CVE-2023-33106 (CVSS: 8.4) – This vulnerability is found in the Adreno graphics processor integrated in Snapdragon. A problem with memory management occurs when processing an extensive list of synchronization points in the graphics system. These data are transmitted through a special auxiliary command, IOCTL_KGSL_GPU_AUX_Command.
CVE-2023-33107 (CVSS: 8.4) – This vulnerability is similar to the previous one but affects the Linux graphic drivers for Adreno. It allows attackers to deceive the processor and perform unauthorized actions.

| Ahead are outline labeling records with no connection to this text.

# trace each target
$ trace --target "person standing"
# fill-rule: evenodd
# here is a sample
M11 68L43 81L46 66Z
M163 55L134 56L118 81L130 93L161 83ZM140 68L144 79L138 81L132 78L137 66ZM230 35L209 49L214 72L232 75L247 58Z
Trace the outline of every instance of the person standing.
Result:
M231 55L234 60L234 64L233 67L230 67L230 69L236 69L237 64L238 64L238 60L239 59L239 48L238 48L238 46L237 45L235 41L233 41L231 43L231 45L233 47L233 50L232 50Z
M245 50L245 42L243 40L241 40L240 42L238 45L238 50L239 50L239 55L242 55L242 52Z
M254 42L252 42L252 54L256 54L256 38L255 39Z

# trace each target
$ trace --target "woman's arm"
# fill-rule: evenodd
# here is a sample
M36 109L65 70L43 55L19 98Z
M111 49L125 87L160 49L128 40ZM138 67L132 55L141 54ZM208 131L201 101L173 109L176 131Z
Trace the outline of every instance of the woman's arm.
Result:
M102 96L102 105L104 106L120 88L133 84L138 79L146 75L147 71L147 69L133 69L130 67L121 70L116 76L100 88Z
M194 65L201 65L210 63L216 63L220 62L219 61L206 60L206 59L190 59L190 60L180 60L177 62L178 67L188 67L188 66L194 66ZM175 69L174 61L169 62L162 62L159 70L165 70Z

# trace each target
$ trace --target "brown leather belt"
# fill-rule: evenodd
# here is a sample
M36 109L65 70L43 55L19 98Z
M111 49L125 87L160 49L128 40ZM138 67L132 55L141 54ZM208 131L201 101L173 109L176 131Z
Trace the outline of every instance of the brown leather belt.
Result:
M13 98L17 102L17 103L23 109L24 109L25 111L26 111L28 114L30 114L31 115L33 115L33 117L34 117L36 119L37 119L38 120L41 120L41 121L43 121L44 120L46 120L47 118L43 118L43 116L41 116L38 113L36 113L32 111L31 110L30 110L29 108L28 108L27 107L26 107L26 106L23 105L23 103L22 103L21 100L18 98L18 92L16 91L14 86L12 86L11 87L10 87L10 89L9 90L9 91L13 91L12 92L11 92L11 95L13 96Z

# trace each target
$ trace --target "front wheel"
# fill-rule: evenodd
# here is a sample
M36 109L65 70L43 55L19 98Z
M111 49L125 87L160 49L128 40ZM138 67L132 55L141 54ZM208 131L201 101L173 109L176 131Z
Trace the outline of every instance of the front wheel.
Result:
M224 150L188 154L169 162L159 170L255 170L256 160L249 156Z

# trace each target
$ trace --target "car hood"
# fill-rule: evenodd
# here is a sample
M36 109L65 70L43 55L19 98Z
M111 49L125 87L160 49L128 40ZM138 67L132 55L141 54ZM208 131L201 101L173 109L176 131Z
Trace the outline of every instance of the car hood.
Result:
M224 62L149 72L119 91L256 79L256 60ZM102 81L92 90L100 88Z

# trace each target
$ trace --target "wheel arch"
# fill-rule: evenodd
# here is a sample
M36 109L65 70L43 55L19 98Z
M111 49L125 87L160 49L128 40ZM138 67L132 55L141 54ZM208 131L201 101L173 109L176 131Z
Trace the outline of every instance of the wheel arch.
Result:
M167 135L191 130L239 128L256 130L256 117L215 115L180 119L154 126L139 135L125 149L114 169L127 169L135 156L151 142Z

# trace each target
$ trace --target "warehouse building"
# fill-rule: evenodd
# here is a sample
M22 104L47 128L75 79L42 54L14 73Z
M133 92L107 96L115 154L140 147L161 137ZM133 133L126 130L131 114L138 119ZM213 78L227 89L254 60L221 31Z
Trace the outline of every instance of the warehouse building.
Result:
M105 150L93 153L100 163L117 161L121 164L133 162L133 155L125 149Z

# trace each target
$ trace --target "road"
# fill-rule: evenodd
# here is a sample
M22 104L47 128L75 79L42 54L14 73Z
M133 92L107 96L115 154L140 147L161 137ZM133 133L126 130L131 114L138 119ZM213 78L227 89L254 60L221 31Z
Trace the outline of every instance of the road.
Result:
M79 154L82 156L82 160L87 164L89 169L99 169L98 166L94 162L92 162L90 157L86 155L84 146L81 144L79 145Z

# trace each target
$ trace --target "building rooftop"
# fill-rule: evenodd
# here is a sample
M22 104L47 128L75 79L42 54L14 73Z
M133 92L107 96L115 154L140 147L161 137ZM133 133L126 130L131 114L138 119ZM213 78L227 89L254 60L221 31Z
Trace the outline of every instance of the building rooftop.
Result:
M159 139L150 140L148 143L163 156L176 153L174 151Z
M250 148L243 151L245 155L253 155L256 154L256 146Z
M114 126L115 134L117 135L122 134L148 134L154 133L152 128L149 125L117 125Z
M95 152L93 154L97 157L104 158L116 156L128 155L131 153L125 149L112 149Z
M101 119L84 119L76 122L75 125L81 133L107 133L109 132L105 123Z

In October 2023, the Google Threat Analysis Group (TAG) and the Google Project Zero team reported that these three vulnerabilities, along with CVE-2022-22071, were used in limited target attacks.
The researchers involved in identifying these vulnerabilities include Benois Sevles and Dzhann Khorn from Project Zero, Luckyrb researcher, and the Android Security team.
Users of devices with Qualcomm chips are strongly advised to install security updates from their device manufacturers as soon as possible.
The details of how these vulnerabilities were exploited and the identity of the attackers are still unknown. However, the US Cybersecurity Agency (CISA) has added all three vulnerabilities to its catalog of well-known exploited vulnerabilities (KEV) and has urged federal agencies to apply patches by December 26, 2023.